Mis viejos vinieron al Chaco de luna de miel. 
Y nunca más volvieron su Santiago querido

Quizá sea leyenda pero así me lo aprendí. Un trabajo, una casa, una hija y las raíces se hicieron profundas. 
Quizá porque siempre estaban volviendo, no me sentí parte de este pueblo que dice lluvia, mientras que en el Norte es "iuvia". Ni acepté la costumbre de decirles empanadas a los pasteles. Ni el chamamé me prendó como la chacarera y la zamba lo hicieron.
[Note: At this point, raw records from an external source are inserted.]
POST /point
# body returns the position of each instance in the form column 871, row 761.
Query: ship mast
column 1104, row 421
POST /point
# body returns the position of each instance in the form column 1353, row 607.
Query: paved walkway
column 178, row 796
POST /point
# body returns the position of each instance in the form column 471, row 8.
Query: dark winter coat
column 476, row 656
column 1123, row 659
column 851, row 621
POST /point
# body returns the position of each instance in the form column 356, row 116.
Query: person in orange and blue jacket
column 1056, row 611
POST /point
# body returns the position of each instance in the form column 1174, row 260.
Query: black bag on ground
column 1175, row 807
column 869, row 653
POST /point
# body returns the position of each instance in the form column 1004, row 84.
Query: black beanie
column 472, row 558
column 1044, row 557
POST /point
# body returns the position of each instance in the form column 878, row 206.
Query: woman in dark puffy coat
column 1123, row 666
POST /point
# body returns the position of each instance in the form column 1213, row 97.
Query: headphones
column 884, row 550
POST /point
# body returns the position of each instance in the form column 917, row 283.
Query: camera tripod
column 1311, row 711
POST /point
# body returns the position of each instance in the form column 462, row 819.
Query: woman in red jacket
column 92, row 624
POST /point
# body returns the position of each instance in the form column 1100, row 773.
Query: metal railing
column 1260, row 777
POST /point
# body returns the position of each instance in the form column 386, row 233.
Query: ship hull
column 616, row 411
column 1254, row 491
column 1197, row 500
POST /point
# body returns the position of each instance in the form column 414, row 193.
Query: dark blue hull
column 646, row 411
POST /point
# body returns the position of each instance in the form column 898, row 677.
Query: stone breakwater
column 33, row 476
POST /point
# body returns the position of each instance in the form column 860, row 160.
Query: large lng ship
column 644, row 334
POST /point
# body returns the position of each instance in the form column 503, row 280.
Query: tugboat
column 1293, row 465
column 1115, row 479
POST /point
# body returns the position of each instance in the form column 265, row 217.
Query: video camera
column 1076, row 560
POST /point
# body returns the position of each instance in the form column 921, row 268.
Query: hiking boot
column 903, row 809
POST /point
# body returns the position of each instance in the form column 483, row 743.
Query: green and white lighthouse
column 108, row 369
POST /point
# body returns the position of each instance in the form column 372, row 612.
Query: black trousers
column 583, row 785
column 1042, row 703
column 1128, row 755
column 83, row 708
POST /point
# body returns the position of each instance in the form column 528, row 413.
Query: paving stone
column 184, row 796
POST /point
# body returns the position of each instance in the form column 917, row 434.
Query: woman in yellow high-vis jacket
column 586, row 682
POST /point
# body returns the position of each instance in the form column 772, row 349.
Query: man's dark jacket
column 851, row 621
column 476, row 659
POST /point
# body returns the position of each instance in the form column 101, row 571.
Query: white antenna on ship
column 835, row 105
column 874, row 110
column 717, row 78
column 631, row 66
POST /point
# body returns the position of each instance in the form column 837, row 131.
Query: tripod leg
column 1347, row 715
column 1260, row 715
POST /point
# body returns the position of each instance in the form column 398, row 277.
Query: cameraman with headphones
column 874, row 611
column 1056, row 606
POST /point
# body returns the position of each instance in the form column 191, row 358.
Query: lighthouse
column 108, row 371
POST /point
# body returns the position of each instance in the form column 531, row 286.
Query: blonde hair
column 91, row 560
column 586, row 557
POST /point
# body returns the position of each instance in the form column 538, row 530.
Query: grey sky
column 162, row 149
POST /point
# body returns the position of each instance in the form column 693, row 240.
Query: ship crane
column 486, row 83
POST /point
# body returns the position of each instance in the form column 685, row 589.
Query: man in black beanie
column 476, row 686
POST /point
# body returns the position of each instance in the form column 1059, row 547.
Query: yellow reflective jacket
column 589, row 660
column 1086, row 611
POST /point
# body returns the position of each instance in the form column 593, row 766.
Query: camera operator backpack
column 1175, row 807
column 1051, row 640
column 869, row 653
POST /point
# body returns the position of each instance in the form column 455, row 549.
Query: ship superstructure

Agosto se vacuna con 3 tragos en ayunas
Mis viejos ya no están.
Mi tarea de madre está cumplida.
Sin la nostalgia de volver, también yo quiero irme.

Ir para llevarme
un acordeón asmático, 
veranos abrazadores, 
el olor de los naranjos, 
tres tragos de una caña con ruda, 
las cañadas de mi infancia, 
los mangos en las veredas exhaustos por la carga, 
el sabor del mamón en almíbar, 
la amargura de los 13 de Diciembre, 
la vergüenza de masacres, 
la belleza de mis lagunas,
las luces de la Plaza 25 en invierno,
la gratitud de esta tierra que supo hacerse amar.